44:09Once they have the capsule's coordinates, they'll take off.
44:24The capsule re-enters like a meteor.
44:28A blaze of white across the morning sky.
44:31Good or bad, they're on their way down.
44:52And a series of parachutes slow the Soyuz from 900 to just 25 kilometers an hour.
45:07Recovery crews surround the scorched capsule and the gouge it made in the Kazakh desert.
45:31A tracking device automatically shoots off.
45:56The hatch is jammed.
46:25Finally, the recovery crew can reach for the men inside.
46:50One by one, the spacemen in their bulky spacesuits are plucked from the cramped capsule.
47:10Sergei Krikalev looks okay.
47:28So does Greg Olson.
47:37And NASA astronaut John Phillips is barely conscious, as white as a ghost.
48:02He's cramped up.

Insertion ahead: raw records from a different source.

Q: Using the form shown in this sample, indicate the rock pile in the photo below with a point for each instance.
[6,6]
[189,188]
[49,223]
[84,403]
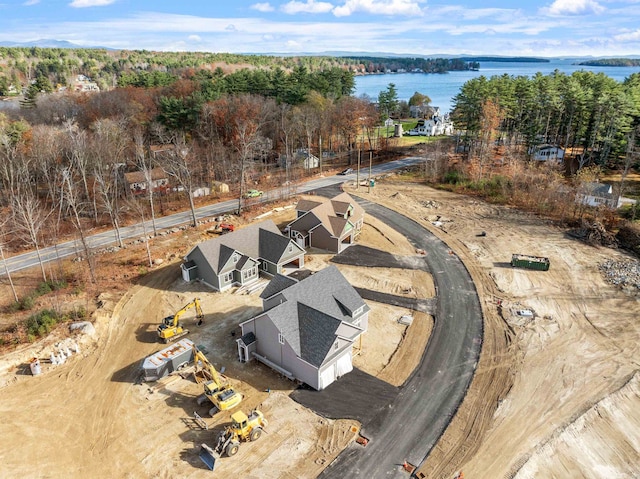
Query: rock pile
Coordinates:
[625,274]
[595,234]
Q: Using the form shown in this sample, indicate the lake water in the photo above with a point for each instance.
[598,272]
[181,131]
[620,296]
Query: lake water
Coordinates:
[441,88]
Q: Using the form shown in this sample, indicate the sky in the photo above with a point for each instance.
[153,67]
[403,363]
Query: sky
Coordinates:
[553,28]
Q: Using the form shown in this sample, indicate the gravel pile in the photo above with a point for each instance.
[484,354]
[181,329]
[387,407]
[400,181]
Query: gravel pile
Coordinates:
[625,274]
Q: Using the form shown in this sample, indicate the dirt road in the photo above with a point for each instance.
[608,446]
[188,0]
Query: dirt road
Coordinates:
[554,393]
[540,381]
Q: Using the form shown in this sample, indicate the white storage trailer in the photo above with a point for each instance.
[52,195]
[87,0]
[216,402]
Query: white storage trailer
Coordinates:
[168,360]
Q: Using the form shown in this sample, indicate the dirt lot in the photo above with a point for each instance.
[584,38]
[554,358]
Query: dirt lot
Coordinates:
[91,416]
[555,395]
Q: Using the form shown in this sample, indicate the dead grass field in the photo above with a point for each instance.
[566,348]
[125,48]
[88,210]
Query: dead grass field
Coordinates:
[91,417]
[555,395]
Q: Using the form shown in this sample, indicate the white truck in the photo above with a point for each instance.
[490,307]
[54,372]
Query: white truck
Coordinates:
[168,360]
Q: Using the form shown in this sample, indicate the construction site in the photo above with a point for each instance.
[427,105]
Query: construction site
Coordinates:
[155,374]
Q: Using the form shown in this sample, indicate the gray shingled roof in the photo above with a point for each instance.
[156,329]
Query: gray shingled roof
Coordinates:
[261,240]
[317,334]
[326,291]
[312,312]
[331,213]
[277,284]
[306,205]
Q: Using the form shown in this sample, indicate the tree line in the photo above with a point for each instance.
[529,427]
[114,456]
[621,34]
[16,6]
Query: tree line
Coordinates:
[63,160]
[587,113]
[20,66]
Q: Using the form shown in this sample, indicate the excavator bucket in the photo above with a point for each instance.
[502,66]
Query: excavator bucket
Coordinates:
[208,456]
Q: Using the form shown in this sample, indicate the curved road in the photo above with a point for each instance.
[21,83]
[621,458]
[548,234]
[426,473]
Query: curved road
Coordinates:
[427,401]
[107,238]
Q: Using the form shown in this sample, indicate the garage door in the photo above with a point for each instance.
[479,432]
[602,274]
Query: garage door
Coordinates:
[327,377]
[344,366]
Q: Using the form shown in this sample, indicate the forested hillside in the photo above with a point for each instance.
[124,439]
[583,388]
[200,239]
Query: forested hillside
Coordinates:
[57,68]
[587,112]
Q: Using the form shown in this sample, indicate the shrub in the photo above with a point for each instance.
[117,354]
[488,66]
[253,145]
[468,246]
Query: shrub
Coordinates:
[41,323]
[454,177]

He's a big guy.
48:14Smelling salts revive him.
48:24It'll be days before John's 100 percent.
48:35The episode triggers what, by historical standards, is a startling admission.
48:42A few days later, Sergei Krikalev publicly labels the loss of cabin pressure a serious situation.
48:50The margin may have been narrow, the risks enormous.
48:55But a vintage Russian craft made the circuit to and from space yet again.
49:14This was Soyuz launch number 814.
49:24But for Greg Olson, it was launch number one and only.
49:33And a ride that took him to his dream.
49:39It's the scariest thing in my lifetime.